Lucy
4.7
Lucy

Film de Luc Besson (2014)

Cher Luc Besson, ou devrais-je dire, cher philosophe incompris du multiplexe ? Avec Lucy, vous nous avez offert une dissertation visuelle si profonde, si révolutionnaire, qu'elle redéfinit la notion même de la connaissance humaine. Ou du moins, elle essaie, avec la subtilité d'un shoot d'amphétamines cosmiques dans le cortex préfrontal.

Votre postulat de départ est d'une audace qui frise le génie, ou peut-être autre chose : Lucy, notre Scarlett Johansson aux pupilles dilatées par l'éveil (et une drogue synthétique au nom barbare), ne serait autre que la véritable instigatrice de la révolution cognitive. Oubliez l'évolution lente et fastidieuse, les millénaires de petits pas simiesques. Non, la connaissance, la vraie, celle qui permet de contrôler les ondes et de remonter le temps, nous viendrait d'une Lucy originelle sous CPH4, transmettant son savoir ancestral à... eh bien, à Lucy, la première femme, l'Australopithèque. Un transfert de données préhistorique en Wi-Fi neuronal, une sorte de AirDrop divin avant l'heure. Michel-Ange et sa Création d'Adam peuvent aller se rhabiller ; le véritable contact fondateur, c'est un index chargé de nootropiques pointant vers un hominidé perplexe.

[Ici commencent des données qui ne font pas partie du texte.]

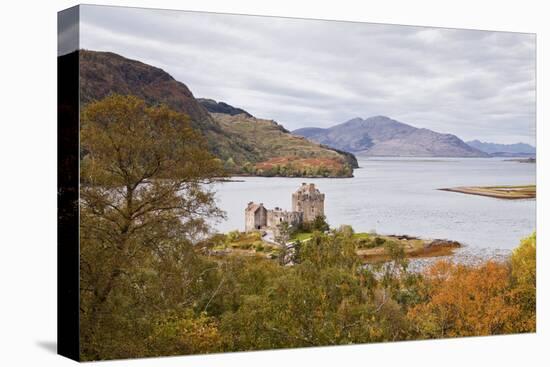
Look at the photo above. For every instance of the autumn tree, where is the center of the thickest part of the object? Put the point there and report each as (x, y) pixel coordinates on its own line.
(465, 301)
(523, 263)
(143, 200)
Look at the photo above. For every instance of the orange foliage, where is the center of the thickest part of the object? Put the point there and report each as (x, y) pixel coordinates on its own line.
(466, 301)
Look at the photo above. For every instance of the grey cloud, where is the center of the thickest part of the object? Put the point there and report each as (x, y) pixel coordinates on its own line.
(475, 84)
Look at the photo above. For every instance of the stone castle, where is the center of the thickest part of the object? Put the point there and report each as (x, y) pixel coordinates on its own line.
(307, 204)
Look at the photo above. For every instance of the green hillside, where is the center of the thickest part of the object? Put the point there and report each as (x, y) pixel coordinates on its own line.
(244, 148)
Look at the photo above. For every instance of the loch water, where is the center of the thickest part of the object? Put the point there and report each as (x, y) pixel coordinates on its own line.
(401, 196)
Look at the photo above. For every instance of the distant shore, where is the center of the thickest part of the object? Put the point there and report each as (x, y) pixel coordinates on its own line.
(499, 192)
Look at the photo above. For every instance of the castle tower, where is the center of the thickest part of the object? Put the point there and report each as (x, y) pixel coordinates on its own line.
(255, 216)
(309, 201)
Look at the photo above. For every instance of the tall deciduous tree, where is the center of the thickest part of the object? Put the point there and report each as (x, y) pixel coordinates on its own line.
(143, 200)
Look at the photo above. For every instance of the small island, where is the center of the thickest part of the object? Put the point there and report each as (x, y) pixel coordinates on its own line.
(499, 192)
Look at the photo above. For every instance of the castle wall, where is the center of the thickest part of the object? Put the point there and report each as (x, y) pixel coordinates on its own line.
(255, 217)
(309, 201)
(278, 216)
(307, 204)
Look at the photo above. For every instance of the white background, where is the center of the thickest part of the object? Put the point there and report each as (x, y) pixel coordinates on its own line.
(28, 182)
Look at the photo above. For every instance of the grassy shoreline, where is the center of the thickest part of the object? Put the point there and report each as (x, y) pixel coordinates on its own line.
(499, 192)
(370, 247)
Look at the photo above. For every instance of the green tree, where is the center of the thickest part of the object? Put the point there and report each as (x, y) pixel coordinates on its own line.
(142, 203)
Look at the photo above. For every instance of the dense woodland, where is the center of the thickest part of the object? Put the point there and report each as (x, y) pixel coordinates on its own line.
(147, 289)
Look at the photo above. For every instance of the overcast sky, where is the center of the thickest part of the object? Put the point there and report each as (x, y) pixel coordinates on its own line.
(475, 84)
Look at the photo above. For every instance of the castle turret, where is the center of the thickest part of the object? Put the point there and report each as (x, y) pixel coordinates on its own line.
(309, 201)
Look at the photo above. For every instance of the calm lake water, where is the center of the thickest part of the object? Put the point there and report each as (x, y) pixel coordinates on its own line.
(400, 196)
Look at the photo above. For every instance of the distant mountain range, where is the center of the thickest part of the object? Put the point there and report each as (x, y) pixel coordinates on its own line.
(221, 107)
(504, 150)
(245, 145)
(382, 136)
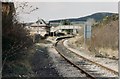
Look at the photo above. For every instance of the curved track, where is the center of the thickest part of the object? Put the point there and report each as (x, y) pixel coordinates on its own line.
(90, 68)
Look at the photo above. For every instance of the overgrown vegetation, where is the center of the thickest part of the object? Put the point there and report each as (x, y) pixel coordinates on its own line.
(15, 40)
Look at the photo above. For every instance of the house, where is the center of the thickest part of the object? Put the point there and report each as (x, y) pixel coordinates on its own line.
(39, 27)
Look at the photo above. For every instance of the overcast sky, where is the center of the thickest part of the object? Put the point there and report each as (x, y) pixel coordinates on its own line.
(60, 10)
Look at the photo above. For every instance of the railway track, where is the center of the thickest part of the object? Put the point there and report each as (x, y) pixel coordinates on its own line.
(92, 69)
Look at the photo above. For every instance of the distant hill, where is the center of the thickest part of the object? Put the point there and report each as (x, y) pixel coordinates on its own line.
(95, 16)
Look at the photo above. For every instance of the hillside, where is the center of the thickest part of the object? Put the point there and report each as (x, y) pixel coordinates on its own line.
(95, 16)
(104, 41)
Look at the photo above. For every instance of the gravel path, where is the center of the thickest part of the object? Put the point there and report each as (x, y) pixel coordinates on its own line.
(113, 64)
(42, 64)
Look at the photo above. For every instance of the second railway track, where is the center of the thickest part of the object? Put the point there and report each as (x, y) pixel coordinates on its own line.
(90, 68)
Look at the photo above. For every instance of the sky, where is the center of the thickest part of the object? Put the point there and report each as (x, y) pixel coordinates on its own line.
(61, 10)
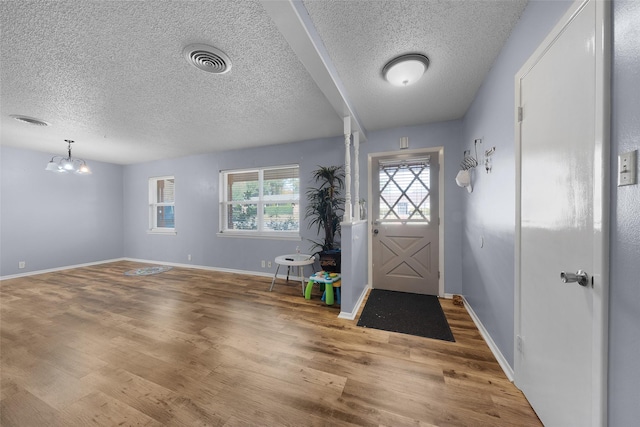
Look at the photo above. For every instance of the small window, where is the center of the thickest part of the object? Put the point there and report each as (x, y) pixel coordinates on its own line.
(162, 194)
(260, 202)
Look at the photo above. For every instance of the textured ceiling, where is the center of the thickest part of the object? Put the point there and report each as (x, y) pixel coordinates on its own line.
(461, 38)
(111, 75)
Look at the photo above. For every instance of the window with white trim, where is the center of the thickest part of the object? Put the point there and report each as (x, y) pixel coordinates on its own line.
(162, 195)
(260, 202)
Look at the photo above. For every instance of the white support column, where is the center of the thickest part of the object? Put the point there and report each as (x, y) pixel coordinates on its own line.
(356, 175)
(347, 170)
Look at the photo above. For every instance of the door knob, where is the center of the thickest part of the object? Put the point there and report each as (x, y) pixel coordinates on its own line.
(580, 277)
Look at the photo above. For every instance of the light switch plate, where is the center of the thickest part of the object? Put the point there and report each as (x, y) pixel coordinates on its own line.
(628, 168)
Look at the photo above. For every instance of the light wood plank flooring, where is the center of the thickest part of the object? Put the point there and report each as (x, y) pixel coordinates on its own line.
(90, 346)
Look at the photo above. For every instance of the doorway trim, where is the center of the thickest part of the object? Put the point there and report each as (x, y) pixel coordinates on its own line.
(601, 188)
(439, 150)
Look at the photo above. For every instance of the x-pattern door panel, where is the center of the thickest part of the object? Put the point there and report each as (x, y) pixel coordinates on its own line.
(405, 227)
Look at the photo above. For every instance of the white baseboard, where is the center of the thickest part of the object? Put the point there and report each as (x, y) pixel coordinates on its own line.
(66, 267)
(502, 361)
(352, 314)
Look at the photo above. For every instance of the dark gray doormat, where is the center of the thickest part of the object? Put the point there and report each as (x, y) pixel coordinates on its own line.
(412, 314)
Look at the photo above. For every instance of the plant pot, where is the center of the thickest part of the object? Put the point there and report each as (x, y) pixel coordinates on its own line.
(330, 260)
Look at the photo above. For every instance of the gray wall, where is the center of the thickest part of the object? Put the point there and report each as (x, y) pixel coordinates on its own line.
(197, 199)
(624, 311)
(50, 220)
(354, 272)
(489, 212)
(197, 206)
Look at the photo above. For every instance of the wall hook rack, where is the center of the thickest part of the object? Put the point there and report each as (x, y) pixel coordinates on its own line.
(487, 159)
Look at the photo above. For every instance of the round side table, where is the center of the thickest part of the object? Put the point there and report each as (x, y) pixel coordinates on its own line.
(293, 260)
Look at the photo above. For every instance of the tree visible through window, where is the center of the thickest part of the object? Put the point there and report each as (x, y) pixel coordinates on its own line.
(264, 200)
(162, 204)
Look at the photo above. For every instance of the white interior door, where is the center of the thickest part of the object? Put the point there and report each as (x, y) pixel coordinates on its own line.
(560, 349)
(405, 239)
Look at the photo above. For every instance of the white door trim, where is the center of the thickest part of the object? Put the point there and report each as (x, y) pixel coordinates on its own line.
(601, 196)
(419, 151)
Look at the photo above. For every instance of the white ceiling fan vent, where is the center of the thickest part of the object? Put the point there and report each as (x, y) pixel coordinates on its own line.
(207, 58)
(29, 120)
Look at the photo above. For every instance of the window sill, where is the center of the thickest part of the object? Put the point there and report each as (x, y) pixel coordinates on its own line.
(171, 232)
(255, 235)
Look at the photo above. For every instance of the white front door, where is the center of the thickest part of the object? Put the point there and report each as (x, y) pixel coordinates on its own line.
(560, 345)
(405, 240)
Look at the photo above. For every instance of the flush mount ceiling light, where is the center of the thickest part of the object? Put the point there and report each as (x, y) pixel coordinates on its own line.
(61, 164)
(406, 69)
(29, 120)
(207, 58)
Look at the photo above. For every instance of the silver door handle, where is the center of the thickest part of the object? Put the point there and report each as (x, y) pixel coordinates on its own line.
(581, 277)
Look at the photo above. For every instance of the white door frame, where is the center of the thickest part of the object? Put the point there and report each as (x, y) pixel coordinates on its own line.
(601, 195)
(419, 151)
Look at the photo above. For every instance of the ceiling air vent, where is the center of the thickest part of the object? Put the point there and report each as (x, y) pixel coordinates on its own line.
(29, 120)
(207, 58)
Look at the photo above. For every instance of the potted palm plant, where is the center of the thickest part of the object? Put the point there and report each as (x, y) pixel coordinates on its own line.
(325, 207)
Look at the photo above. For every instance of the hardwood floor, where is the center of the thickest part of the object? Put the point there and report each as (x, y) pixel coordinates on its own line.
(190, 347)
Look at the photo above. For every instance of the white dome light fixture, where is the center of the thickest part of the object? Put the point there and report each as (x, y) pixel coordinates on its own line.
(405, 69)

On reste pantois devant cette réécriture audacieuse de la paléoanthropologie. Qui aurait cru que l'illumination de l'humanité tenait à une mule un peu trop curieuse de son chargement ? C'est là une véritable leçon philosophique : le hasard, ou plutôt une surdose accidentelle, comme moteur de l'élévation spirituelle et intellectuelle. Descartes et son "cogito" peuvent remballer leurs doutes méthodiques ; un bon fix de substance expérimentale et hop, vous voilà à 100% de vos capacités cérébrales, capable de transformer votre corps en clé USB existentielle.

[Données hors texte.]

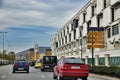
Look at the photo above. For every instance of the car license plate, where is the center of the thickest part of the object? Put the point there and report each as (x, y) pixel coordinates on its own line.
(75, 67)
(20, 69)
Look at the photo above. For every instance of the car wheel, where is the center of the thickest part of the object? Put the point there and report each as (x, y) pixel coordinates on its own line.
(54, 76)
(59, 77)
(84, 78)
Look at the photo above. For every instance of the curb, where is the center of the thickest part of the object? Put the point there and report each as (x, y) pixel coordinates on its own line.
(104, 76)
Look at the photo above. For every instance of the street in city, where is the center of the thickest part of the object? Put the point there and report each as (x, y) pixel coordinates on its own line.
(36, 74)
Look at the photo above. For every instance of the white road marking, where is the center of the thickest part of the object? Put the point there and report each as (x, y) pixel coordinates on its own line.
(43, 76)
(3, 76)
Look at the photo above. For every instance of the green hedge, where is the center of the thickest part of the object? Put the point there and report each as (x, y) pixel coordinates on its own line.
(103, 70)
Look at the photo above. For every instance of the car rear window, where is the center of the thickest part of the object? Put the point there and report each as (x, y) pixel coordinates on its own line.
(73, 61)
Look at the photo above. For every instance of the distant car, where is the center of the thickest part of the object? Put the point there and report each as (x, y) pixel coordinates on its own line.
(38, 64)
(21, 65)
(48, 62)
(32, 63)
(70, 67)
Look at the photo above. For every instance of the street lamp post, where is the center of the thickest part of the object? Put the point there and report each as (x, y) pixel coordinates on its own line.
(3, 40)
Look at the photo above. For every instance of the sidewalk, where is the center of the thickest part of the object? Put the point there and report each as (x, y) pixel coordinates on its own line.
(103, 77)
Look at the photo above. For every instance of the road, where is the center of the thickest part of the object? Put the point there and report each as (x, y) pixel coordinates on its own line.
(36, 74)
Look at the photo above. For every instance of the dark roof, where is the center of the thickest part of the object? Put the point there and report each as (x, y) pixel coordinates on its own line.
(41, 50)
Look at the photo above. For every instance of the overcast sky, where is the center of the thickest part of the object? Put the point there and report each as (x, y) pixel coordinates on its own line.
(34, 21)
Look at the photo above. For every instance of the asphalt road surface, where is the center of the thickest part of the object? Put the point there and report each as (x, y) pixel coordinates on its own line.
(36, 74)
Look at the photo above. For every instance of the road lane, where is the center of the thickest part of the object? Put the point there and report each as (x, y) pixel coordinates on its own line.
(36, 74)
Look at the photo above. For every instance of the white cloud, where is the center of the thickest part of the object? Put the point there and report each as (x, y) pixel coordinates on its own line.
(37, 12)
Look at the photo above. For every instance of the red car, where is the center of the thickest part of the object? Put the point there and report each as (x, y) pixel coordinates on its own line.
(70, 67)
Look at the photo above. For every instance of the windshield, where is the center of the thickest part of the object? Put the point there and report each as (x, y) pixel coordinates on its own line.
(50, 59)
(73, 60)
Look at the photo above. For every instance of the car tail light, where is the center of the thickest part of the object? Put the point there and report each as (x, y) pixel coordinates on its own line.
(65, 66)
(16, 64)
(26, 64)
(84, 66)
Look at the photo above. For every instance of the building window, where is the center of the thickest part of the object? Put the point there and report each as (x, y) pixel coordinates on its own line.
(70, 37)
(109, 33)
(112, 14)
(64, 32)
(62, 41)
(61, 34)
(65, 39)
(99, 20)
(74, 34)
(88, 24)
(67, 29)
(81, 42)
(115, 29)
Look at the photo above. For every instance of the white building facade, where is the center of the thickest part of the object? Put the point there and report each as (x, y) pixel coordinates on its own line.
(71, 40)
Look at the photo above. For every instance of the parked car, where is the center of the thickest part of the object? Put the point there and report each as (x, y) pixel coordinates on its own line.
(21, 65)
(48, 62)
(70, 67)
(32, 63)
(38, 64)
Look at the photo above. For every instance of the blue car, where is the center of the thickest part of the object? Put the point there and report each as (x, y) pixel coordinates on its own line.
(21, 65)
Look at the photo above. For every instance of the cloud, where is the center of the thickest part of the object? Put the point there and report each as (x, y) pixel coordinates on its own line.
(53, 13)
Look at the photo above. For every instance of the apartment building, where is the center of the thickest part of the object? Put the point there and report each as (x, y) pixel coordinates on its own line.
(71, 40)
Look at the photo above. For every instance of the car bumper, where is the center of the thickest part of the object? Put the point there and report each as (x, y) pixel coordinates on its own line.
(74, 74)
(20, 69)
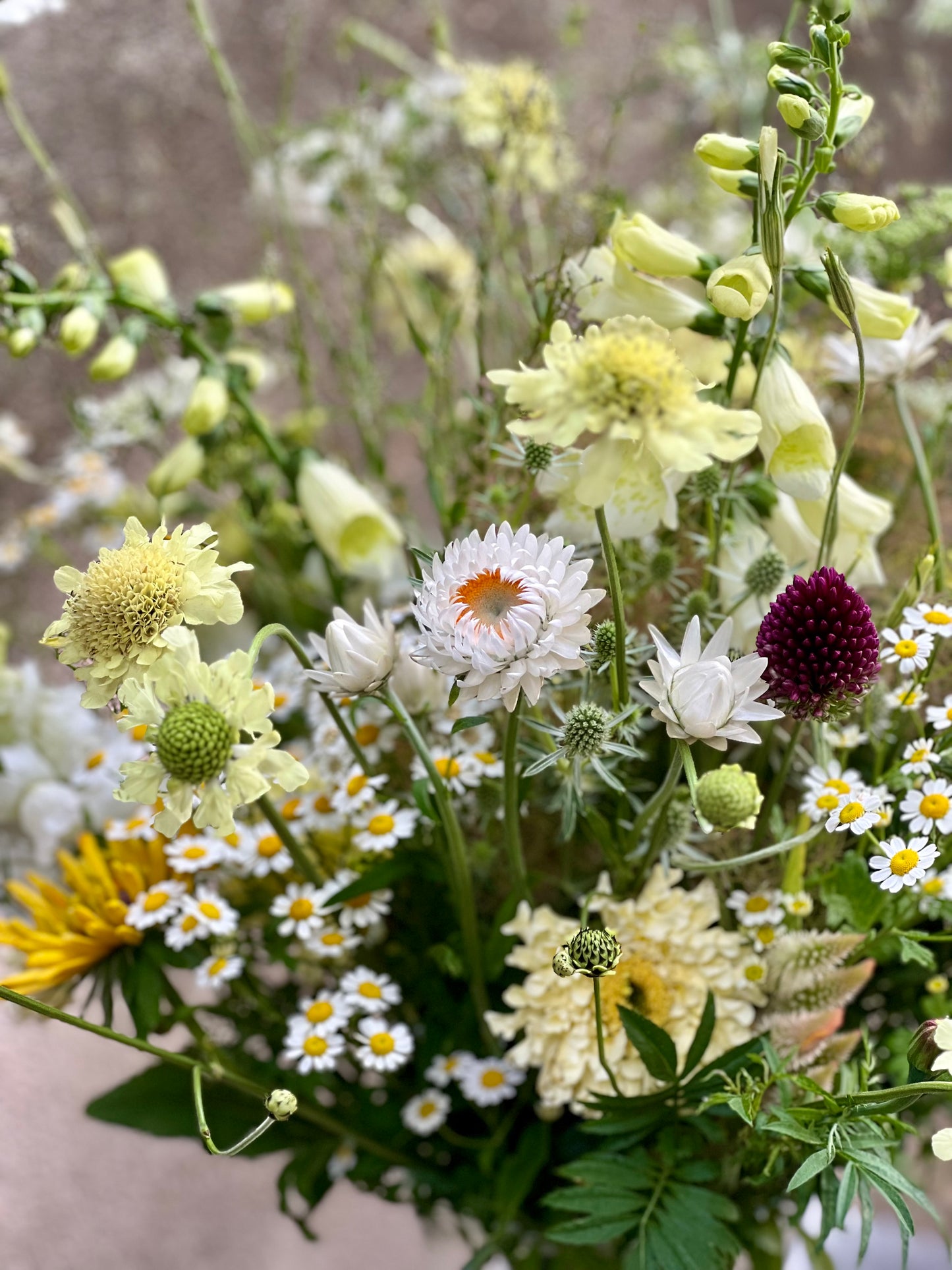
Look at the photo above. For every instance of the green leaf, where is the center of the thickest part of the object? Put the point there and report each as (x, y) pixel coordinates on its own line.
(653, 1043)
(702, 1037)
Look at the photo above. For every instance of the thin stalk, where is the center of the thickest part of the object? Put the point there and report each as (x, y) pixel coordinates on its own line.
(923, 476)
(829, 521)
(615, 587)
(600, 1034)
(511, 804)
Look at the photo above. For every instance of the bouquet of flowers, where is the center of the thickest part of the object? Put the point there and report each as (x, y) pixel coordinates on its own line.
(592, 882)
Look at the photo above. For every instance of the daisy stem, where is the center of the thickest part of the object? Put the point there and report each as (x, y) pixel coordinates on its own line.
(306, 1112)
(297, 852)
(600, 1034)
(829, 521)
(460, 877)
(330, 705)
(924, 479)
(615, 587)
(511, 804)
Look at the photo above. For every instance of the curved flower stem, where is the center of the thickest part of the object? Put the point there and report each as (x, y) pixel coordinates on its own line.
(306, 1112)
(297, 852)
(460, 877)
(600, 1034)
(829, 521)
(615, 587)
(924, 479)
(330, 705)
(511, 804)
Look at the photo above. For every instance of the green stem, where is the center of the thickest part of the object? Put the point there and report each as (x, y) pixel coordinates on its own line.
(511, 804)
(829, 521)
(615, 587)
(923, 476)
(600, 1034)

Et c'est là que réside toute l'ironie philosophique de votre œuvre, cher Luc. Pendant que Scarlett atteint l'omniscience et se dissout dans le continuum espace-temps en nous assénant que "l'ignorance mène au chaos, pas la connaissance", on ne peut s'empêcher de songer au niveau d'utilisation cérébrale de ceux qui ont enfanté ce scénario. Si le cerveau de votre héroïne explose les compteurs jusqu'à devenir pur esprit, celui des scénaristes semble avoir fait le chemin inverse, régressant avec une touchante nostalgie vers un état plus... disons, élémentaire. Avec tout le respect qui est dû à l'huître, ce filtreur consciencieux des océans, on se demande si sa perception du monde n'est pas, par moments, plus affûtée que certaines prémisses narratives que vous nous servez.

Car enfin, philosopher sur le potentiel humain, c'est bien. Le faire en piétinant allègrement les bases mêmes de la science que l'on prétend vulgariser, c'est une performance. Le fameux mythe des 10% du cerveau utilisé, réfuté maintes et maintes fois, devient ici le tremplin vers une métaphysique de pacotille où "le temps est la seule véritable unité de mesure", sauf quand il s'agit de la cohérence du script, manifestement.

Alors, merci, Luc. Merci pour ce moment de vertige intellectuel, cette plongée abyssale dans les capacités insoupçonnées du cerveau... et de la crédulité. Grâce à vous, nous savons désormais que la connaissance ultime est à portée de main, ou plutôt de sachet. Et que, peut-être, se contenter des 10% attribués au commun des mortels (et des scénaristes) n'est finalement pas si mal, si cela nous préserve de telles épiphanies fulgurantes mais un tantinet... vaseuses.

Avec toute la considération due à un démiurge cinématographique qui, lui au moins, n'a pas peur d'utiliser 100%... de sa pellicule.